To evaluate the effect of smoke-exposure on the oxidative stress and oxidation of the aorta, we assayed aortic tissues for Heme Oxygenase-1 by Western Blot, and performed an assay for thiobarbituric acid reactive substances (TBARS). There was no significant difference in the presence of either of these markers in the aortic tissue taken from animals after 6 weeks of smoke exposure (Supplemental Fig S2).

Leukocyte Transfer From Smoke-Exposed Animals Promotes AAA in Smoke-Free Animals

Preliminary studies were performed to determine whether adoptively transferred leukocytes would localize to the AAA wall during aortic aneurysm development. Total leukocyte populations from peripheral blood, spleen and bone marrow were harvested from somatic Green Fluorescent Protein (GFP) expressing mice. These cells were washed and adoptively transferred into wild-type smoke-free mice which underwent model AAA initiation. Transfers were conducted either 2 times (day −1 and day +3 relative to EP) or 4 times (days −5, −1, +3 and +5).

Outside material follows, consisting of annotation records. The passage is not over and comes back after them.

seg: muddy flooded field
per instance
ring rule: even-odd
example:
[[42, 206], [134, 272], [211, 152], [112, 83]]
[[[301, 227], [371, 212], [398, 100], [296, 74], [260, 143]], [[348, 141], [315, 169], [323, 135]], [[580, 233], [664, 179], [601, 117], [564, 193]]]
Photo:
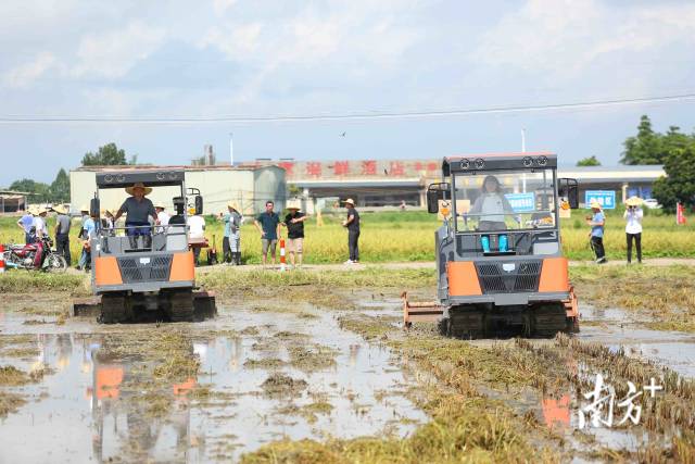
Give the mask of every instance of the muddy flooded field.
[[[65, 293], [3, 296], [0, 461], [695, 459], [693, 335], [583, 304], [574, 337], [451, 340], [405, 333], [394, 289], [291, 291], [112, 326], [71, 317]], [[616, 398], [640, 388], [639, 424], [618, 406], [611, 426], [580, 422], [596, 374]]]

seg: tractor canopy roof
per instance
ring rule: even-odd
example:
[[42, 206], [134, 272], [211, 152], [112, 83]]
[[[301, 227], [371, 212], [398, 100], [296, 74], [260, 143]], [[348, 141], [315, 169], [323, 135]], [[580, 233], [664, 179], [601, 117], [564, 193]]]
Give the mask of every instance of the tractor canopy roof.
[[485, 171], [533, 171], [556, 168], [557, 154], [549, 151], [478, 153], [446, 156], [442, 162], [444, 177], [452, 173], [476, 173]]
[[147, 187], [180, 186], [184, 184], [184, 170], [114, 170], [97, 173], [97, 187], [124, 188], [142, 183]]

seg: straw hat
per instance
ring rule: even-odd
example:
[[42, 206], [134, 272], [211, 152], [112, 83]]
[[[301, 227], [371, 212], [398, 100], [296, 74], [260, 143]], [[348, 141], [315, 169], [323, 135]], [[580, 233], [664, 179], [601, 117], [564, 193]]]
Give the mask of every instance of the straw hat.
[[126, 191], [128, 192], [128, 195], [134, 195], [132, 190], [135, 190], [138, 187], [144, 190], [144, 195], [152, 193], [152, 187], [146, 187], [144, 184], [142, 183], [135, 183], [132, 184], [132, 187], [126, 187]]
[[53, 206], [53, 211], [55, 211], [58, 214], [67, 214], [67, 208], [65, 208], [63, 204], [59, 204], [56, 206]]
[[626, 201], [628, 206], [639, 206], [642, 204], [642, 199], [640, 197], [630, 197], [628, 201]]

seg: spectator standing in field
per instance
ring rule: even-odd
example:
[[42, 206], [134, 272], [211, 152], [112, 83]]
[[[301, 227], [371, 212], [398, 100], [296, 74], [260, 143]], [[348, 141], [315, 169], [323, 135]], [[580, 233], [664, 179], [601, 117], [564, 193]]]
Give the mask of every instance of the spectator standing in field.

At day 14 following EP, the aorta, spleen and peripheral blood of the animals were harvested.

Flow cytometry of the fresh cells derived from the spleen, aorta and peripheral blood of the mice (n=3 each) receiving adoptive transfer of cells confirmed that 4 infusions of leukocytes from GFP mice resulted in significantly more GFP+ cells in all three tissues than in the tissues from animals receiving only 2 infusions of leukocytes (Fig 5A). Paraffin embedded aortas were sectioned and immunostained for GFP. We found GFP positive mononuclear cells in both the spleen and aortic tissue (Fig 5B). There appeared to be qualitatively more cells in the 4 times transfer recipient compared to the 2 times transfer recipient mice.

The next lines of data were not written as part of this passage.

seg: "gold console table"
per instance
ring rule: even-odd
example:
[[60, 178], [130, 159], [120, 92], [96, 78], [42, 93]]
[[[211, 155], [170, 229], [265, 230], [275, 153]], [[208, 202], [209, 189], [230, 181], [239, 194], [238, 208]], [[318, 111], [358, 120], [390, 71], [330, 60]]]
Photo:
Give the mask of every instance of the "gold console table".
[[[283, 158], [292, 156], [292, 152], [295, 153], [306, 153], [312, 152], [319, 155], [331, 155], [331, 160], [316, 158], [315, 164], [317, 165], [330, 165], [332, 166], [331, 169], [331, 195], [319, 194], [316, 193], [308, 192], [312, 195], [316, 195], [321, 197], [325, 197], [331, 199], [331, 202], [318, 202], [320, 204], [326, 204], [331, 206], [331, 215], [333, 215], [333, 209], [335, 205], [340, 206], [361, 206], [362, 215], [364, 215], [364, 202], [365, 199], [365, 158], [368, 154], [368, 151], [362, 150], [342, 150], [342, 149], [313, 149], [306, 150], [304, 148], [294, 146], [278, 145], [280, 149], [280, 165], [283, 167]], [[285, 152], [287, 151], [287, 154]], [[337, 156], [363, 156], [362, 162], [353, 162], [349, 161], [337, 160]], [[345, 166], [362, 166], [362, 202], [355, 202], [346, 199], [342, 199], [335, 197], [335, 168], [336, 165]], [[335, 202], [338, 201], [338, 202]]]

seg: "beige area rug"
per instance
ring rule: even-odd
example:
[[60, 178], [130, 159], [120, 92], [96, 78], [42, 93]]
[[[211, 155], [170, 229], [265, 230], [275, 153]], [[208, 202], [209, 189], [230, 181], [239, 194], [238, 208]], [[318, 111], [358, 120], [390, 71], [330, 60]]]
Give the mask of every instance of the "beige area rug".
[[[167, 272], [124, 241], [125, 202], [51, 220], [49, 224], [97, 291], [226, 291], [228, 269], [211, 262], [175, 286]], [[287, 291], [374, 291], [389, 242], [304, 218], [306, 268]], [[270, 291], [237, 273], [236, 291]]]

Washed leukocyte preparations were infused from animals which constitutively express GFP into otherwise syngeneic wild-type C57/Bl6 mice. Transfers were conducted either 2 times or 4 times. At day 14 following EP, the aorta, spleen and peripheral blood of the recipient animals were harvested. By flow cytometry (A), there were significantly more GFP cells found in the aortas and peripheral blood of animals receiving 4 rather than 2 infusions of cells. Immunohistology for GFP confirmed localization of adopted cells to the aneurysm. The recipients of leukocytes from smoke-exposed mice developed significantly larger AAAs than mice which received transfers from smoke-free animals **(C)**.

Two groups of wild-type C57/Bl6 mice were either exposed to TS for 6 weeks, or maintained in smoke-free conditions, concurrently. The leukocytes were harvested, washed and adoptively transferred using the 4 times schedule to smoke-free recipient C57/Bl6 mice which underwent model AAA initiation with EP. A recipient mouse received only transfers from either smoke-exposed or smoke-free mice for all 4 transfers. At day 14 following EP, the animals which received adoptive transfers from the smoke-exposed mice (n=10) developed AAAs which were significantly larger than the AAAs which developed in the mice which received adoptively transferred cells from smoke-free mice (n=8) (Fig 5C).

Smoke Exposure Alters the Population of Leukocytes in Model Aneurysms

Animals were exposed to tobacco smoke (n=6) or smoke-free conditions (n=6) for 4 weeks prior to EP and continued the same exposure group until harvest at 2 weeks following EP. At the time of sacrifice, the cells of the aortas, spleens and periaortic lymph nodes were harvested and analyzed by flow cytometry for markers of leukocytes (CD45), T-cells (CD3), granulocytes (Ly-6G), and macrophages (f4-80). The total number of leukocytes constituted 3.3 ± 0.7% of the cells in the aneurysms of smoke-exposed animals and 1.4 ± 0.4% of cells in the smoke-free animals (P = 0.07). In the smoke-exposed animals, the percentage of cells that were CD3+ was significantly greater than in the smoke-free animals (Fig 6A), and we identified a similar finding the splenic tissue of these animals (Fig 6B).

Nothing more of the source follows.